Servers are built, going through stress tests at the moment. They will be racked on Wednesday, but that's too late to mess with the prod cluster before the weekend.
We'll switch start by switching the database to one of the new hosts; just finished setting up and tuning PostgreSQL today and got 3k TPS in pgbench out of it with basically zero CPU load, and the WoL code doesn't seem to be able to stress it at all either. It sure helps it's on SSD's instead of just 2.5" spinning disks, iostat showed a peak of 25k write ops in a second. We can set Exporter.LIVERANK back to true again after the migration.
After that, the backend is probably the next to be moved. Well, actually, not moved, but split. We'll use a custom sticky round robin method to split the load between 2 machines, basically doubling the processing capacity. Silly logs are large, but with 80G memory available in total, it should be okay for now.
The final step is migrating the data pool. We'll do that when we have spare time, otherwise, it can wait for another week.
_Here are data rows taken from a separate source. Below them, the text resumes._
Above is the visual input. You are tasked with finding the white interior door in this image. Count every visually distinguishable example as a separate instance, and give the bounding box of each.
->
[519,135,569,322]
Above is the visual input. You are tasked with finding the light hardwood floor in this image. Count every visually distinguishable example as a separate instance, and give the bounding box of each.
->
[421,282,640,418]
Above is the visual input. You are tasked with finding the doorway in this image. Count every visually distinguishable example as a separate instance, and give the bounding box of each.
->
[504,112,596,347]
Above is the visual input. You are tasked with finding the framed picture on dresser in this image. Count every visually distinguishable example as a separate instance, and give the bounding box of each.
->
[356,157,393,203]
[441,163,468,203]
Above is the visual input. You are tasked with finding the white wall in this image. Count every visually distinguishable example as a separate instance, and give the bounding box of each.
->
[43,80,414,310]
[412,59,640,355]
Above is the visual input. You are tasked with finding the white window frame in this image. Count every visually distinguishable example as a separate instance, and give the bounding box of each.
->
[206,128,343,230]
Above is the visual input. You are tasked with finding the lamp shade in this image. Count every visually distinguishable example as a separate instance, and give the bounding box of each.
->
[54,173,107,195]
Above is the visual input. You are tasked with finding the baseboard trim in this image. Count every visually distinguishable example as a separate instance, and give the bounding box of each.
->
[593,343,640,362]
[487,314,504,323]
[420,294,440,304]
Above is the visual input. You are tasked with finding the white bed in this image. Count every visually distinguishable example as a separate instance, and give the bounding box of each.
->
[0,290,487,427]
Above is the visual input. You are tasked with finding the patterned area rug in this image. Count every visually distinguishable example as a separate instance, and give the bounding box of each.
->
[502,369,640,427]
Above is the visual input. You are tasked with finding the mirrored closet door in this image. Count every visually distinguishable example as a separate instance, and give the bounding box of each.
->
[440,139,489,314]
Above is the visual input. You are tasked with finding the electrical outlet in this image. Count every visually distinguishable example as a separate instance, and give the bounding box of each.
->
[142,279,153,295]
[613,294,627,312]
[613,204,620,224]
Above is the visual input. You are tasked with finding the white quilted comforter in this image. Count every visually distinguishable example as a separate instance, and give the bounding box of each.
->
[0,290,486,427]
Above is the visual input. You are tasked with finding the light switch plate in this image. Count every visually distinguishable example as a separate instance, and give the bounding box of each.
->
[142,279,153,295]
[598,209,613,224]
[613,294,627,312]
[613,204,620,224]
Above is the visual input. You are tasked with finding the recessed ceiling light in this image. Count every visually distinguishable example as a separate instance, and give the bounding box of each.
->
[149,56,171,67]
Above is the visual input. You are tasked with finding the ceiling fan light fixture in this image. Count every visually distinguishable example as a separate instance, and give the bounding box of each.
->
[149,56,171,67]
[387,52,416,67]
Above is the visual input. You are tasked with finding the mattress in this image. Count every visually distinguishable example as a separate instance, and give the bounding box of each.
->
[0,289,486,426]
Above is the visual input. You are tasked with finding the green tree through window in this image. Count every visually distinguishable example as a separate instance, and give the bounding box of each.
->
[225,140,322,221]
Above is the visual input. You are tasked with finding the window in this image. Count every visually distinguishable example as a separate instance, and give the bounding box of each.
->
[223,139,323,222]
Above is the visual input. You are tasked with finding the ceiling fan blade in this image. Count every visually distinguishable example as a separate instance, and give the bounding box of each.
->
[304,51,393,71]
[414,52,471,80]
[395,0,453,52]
So between Friday and Sunday, between 12:00 and 15:00 CEST every day, there's a chance on an interruption of the service. We don't expect to go down for that long, that's kinda the worse case estimate. The actual plan is:
Before Day 1
- Setup all the separate services, make sure everything runs. Add everything to the central monitoring services.
- Setup cross site monitoring between the Germany and the Amsterdam location; is long overdue.
- Setup host monitoring & notifications. Schedule the downtimes so we don't get Nagios spam.
- Disable site. Revoke access to the database and dump it (~30m)
- Import @ new db server (~30m)
- Restart the site, run test suite, enable at load balancer (~30m)
- Migrate all other postgresql dbs too, like forums, jira, etc etc.
- Jup. Depending on how fast we can dump / reload the huge database, it can take up to 1.5h to get everything up again.
- Setup backends.
- Set load balancer to serve from anything but frontend02.
- On frontend02, enable backend sticky routing module, set to backend01 only.
- Point frontend02 to new backend, run test suite.
- Point frontend02 to both backends, retest, assert sticky routing is sticky
- Set load balancer to serve from frontend02 only.
- Live test. Watch mailbox
- No warnings? Good. Do the setup on all other frontends.
- Reset load balancer back to serving from every host.
- There shouldn't be any downtime at all, unless we seriously mess up on one of the steps.
- Migrate the NFS host to twin2's new disks. Disk controller has better linux support. NCQ Q=31. Old one was using the Adaptec option ROM, linux didn't dare to queue things there.
- Pre rsync most of the data (hours)
- Stop WoL web service (downtime starts here)
- Final sync for changed files and verification (15-30m to verify 300k reports)
- Reconfigure all NFS mounts (10m)
- Revoke access to backend01 data pool so noone accidentally uses it (10m)
- Restart WoL web service
- Use original disks as backup. Change NFS export to read only.
- raid1 @ twin2, raid1 @ backend01 as warm-standby, periodically synced, and an offline copy on an off-site location. You can't be careful enough with data. Disks tend to die on the worst possible moments.
Future: reinstall the older servers with a newer OS, Ubuntu server 8.04 LTS is stuck on Python 2.5 and has a boatload of outdated packages. Shouldn't cause any downtime, we'll just move the main IP to another node and serve everything via the online servers.
And add all the previously unpossible due to load features. +50% more processing power and x100 TPS to disks makes a lot more possible. Just need to keep the DB size under 40G (is 5G now), SSD's are still tiny compared to SAS disks.